Think about doing a simple full run off first and then a batch sparge to get to your volume, and see how it measures up compared to your fly sparge results.

Also, a mashout to raise the temperature of the mash will probably help your run off and efficiency.


----------



## jibba02 (28/10/15)

Yob said:


> Fly sparging too fast?
> 
> What are you using to test gravity?


sorry forgot to mention i sparged 30l over 65min. Using a Refrac for measurements


----------



## jibba02 (28/10/15)

warra48 said:


> Fly sparging? Bet you are channeling, rather than rinsing the grains.
> 
> Think about doing a batch run off and batch sparge to get to your volume, and see how it measures up compared to your fly sparge results.
> 
> Also, a mashout to raise the temperature of the mash will probably help your run off and efficiency.

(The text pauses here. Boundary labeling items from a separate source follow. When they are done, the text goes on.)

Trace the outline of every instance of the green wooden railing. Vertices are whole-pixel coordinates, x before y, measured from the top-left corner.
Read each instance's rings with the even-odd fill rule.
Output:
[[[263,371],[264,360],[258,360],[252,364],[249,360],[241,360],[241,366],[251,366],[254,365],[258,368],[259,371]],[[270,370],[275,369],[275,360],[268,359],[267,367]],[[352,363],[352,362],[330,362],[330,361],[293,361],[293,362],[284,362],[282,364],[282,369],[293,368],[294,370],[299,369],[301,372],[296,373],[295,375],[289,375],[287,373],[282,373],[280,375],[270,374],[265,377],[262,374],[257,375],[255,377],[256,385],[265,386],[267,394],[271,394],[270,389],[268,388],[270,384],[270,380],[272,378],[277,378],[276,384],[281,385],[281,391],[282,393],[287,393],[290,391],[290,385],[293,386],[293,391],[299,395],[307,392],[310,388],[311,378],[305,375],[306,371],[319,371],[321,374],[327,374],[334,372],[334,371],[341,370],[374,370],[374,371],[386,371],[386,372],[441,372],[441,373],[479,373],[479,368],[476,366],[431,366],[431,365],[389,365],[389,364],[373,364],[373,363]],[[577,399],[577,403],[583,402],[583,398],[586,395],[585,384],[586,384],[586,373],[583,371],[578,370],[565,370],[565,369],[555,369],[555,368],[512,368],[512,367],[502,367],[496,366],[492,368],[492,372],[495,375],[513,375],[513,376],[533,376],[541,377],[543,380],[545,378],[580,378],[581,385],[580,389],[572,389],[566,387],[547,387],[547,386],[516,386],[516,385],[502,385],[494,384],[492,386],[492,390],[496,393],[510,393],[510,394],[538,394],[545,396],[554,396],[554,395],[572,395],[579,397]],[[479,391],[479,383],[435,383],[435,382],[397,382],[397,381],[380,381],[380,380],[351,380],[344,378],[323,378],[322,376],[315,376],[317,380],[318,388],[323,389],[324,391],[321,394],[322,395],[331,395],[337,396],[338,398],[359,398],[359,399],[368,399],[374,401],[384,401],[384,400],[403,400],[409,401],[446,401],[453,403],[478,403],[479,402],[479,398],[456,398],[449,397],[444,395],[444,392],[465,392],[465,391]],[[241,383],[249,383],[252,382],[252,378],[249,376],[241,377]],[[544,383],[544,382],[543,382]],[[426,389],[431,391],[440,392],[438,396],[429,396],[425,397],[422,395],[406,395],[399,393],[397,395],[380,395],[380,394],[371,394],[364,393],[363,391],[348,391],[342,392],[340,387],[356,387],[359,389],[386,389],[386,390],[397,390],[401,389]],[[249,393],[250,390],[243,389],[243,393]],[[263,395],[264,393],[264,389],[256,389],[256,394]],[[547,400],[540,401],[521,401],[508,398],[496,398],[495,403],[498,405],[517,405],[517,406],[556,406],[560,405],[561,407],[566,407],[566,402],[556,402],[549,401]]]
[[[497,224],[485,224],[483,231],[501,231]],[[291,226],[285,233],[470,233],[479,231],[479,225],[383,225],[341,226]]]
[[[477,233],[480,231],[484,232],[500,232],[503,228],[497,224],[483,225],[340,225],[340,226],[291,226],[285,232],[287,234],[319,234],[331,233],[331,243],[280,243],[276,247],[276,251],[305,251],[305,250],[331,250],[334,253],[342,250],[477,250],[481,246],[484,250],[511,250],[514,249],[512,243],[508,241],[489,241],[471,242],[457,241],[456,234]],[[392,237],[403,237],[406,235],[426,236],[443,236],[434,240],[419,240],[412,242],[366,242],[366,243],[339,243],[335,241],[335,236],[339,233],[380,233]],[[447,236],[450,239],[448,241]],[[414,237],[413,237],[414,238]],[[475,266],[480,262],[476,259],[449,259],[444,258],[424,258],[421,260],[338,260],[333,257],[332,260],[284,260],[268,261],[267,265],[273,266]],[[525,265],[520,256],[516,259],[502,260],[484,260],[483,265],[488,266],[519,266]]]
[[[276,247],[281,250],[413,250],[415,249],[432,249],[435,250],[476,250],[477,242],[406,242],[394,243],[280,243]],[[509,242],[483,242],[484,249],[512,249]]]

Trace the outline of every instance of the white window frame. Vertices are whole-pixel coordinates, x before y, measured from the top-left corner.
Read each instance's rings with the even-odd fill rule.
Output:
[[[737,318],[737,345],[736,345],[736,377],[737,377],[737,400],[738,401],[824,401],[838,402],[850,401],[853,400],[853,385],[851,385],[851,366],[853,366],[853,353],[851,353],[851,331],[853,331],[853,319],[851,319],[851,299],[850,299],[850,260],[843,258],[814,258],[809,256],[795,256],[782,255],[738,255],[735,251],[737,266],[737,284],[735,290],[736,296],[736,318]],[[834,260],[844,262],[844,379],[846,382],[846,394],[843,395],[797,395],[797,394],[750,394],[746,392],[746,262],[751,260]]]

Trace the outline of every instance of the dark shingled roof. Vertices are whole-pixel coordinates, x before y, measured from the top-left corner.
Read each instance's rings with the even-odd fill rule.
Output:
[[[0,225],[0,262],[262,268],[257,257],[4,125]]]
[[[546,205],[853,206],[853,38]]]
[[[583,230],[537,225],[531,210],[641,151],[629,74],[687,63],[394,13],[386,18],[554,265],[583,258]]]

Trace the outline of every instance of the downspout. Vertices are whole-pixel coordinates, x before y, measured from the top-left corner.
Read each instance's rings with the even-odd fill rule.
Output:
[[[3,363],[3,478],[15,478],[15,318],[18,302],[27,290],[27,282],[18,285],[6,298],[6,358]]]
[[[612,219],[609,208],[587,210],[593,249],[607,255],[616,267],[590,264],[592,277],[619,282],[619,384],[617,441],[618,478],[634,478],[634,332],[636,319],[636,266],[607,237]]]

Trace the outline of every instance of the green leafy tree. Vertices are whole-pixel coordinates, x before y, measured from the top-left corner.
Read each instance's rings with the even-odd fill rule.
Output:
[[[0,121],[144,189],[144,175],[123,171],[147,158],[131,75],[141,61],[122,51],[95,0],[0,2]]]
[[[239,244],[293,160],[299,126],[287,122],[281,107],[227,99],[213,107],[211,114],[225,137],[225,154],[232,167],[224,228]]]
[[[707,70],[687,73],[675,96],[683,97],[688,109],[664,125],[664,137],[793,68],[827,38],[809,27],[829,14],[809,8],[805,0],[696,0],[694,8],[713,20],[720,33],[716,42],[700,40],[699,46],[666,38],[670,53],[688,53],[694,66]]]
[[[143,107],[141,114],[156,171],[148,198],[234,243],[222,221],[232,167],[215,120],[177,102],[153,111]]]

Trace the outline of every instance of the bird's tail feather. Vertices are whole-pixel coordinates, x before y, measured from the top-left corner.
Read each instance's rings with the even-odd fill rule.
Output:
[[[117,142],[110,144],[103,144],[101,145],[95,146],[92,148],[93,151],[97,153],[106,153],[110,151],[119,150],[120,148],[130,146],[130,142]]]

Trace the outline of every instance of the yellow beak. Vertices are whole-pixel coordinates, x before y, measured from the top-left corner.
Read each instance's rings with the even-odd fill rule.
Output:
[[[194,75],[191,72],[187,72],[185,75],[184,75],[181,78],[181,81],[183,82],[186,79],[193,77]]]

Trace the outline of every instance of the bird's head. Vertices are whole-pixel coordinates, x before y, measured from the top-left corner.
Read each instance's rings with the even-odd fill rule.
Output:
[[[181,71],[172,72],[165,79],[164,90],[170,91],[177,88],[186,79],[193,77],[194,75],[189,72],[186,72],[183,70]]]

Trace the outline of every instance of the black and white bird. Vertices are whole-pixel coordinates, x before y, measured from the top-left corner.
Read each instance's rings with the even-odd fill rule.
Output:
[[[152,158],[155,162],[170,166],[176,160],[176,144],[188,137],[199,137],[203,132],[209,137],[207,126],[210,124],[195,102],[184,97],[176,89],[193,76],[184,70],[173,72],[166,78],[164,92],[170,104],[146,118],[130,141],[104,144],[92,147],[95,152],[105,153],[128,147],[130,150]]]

I did a mash out on my first batch and was well under as well


----------



## jibba02 (28/10/15)

Just did a gravity check on the spent grains after mixing and letting them steep for 30 min. gravity is only @ 1.014. So channeling while fly sparging doesnt seem to be the issue 

Grain crush is very fine


----------



## seamad (28/10/15)

If you're milling your own, I've found running it through twice at @ 1.1mm with a pre-wetting helped nudge my effeciency up a bit. I'm running a RIMS so it's a balance between getting stuck and effeciency. I also get a consistent 2-3% drop in effeciency with Maris Otter for some reason. With the refrac ( with ATC) I get some pretty wild readings on brew day due to temp variance or evaporization or something else and now just suck up some wort into a 5ml syringe and check the next day. When getting my numbers sorted I took samples of 1st runnings, sparge, pre and post boil to help work out what was what. Try to get @ 100ppm Calcium in your mash as well.

edit: just noticed the rye bit, I've found rye and raw wheat need an extra run or two through the mill by themselves first as they are a bit finer to start with, and some rice hulls too in the mash.


----------



## jibba02 (28/10/15)

seamad said:


> edit: just noticed the rye bit, I've found rye and raw wheat need an extra run or two through the mill by themselves first as they are a bit finer to start with, and some rice hulls too in the mash.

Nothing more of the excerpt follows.